And now, we are back to the case where we have a square and a disc centered at the origin and their Minkowski sum would be the familiar square with rounded corners.

So, $K-u + B -v $ is a square with rounded corners. But $K-u + B-v$ is the same as $K+B -(u+v)$. Then to get $K+B$, we simply need to translate the rounded square with center at the origin to the position vector $u+v$. Notationally, it's the trivial cancellation $K+B -(u+v) + u+v = K+B$

And since the translation doesn't change thte shape, $K+B$ is still the same rounded square, just located at $u+v$. Moving a piece of paper lying on your table wouldn't change it's size. Similarly, translating shapes on the plane, won't change its shape or area.
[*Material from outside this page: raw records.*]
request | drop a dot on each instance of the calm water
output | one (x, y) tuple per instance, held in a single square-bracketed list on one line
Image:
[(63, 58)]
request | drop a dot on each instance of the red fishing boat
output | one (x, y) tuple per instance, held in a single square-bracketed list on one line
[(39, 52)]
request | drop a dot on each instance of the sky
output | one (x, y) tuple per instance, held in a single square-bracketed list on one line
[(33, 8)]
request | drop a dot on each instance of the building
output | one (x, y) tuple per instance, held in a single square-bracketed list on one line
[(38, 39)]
This vector addition of shapes is commonly known as Minkowski sums in geometry after the German mathematician Hermann Minkowski of course. The square and the disc are nothing special, the same Minkowski sum can be done for any two set of points. In set notation, one would write this as $$K+ C = \{ k+c \text{ } | k \text{ is in }K, \ c \text{ is in }C\} $$

For a shape (set of points) $K$ on the $2$ dimensional plane, we will denote the area of $K$ by $V(K)$. The area is nothing but the $2$ dimensional volume, and that's what the notation $V$ secretly refers to. At this point, it might be good to recall the very intuitive properties of area.

If a shape $C$ is contained in the shape $K$, $V(K) \ge V(C)$. The total area of two non-overlapping shapes, is the sum of their individual areas. Notationally, if $K$ and $C$ are the shapes under consideration, and they are non overalpping. $V(K \cup C) = V(K) +V(C)$. From this, it also follows, that if the two shapes have some overlap, then $V(K \cup C) < V(K) + V(C)$. The figure above might help see this.
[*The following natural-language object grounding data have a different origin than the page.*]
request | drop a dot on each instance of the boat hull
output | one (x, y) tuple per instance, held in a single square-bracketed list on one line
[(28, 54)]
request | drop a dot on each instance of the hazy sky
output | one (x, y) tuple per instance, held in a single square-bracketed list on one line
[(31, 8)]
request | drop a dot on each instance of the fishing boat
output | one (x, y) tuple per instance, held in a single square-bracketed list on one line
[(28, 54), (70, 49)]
As we noted earlier, if we simply translate a set by a certain vector, the shape remains unchanged and so too does the area. We can write this notationally, for any vector $w$, like so: $$V(K+w) = V(K) $$

What we will do next is try to see how the areas of the Minkowski sums of two shapes relates to the area of the individual shapes. And since the area doesn't vary if we simply translate shapes, whenever we wanna visualize Minkowski sums of shapes that have some symmetry at the center like a square, circle, rectangle etc, We will translate them so that their center lies at the origin $(0,0)$.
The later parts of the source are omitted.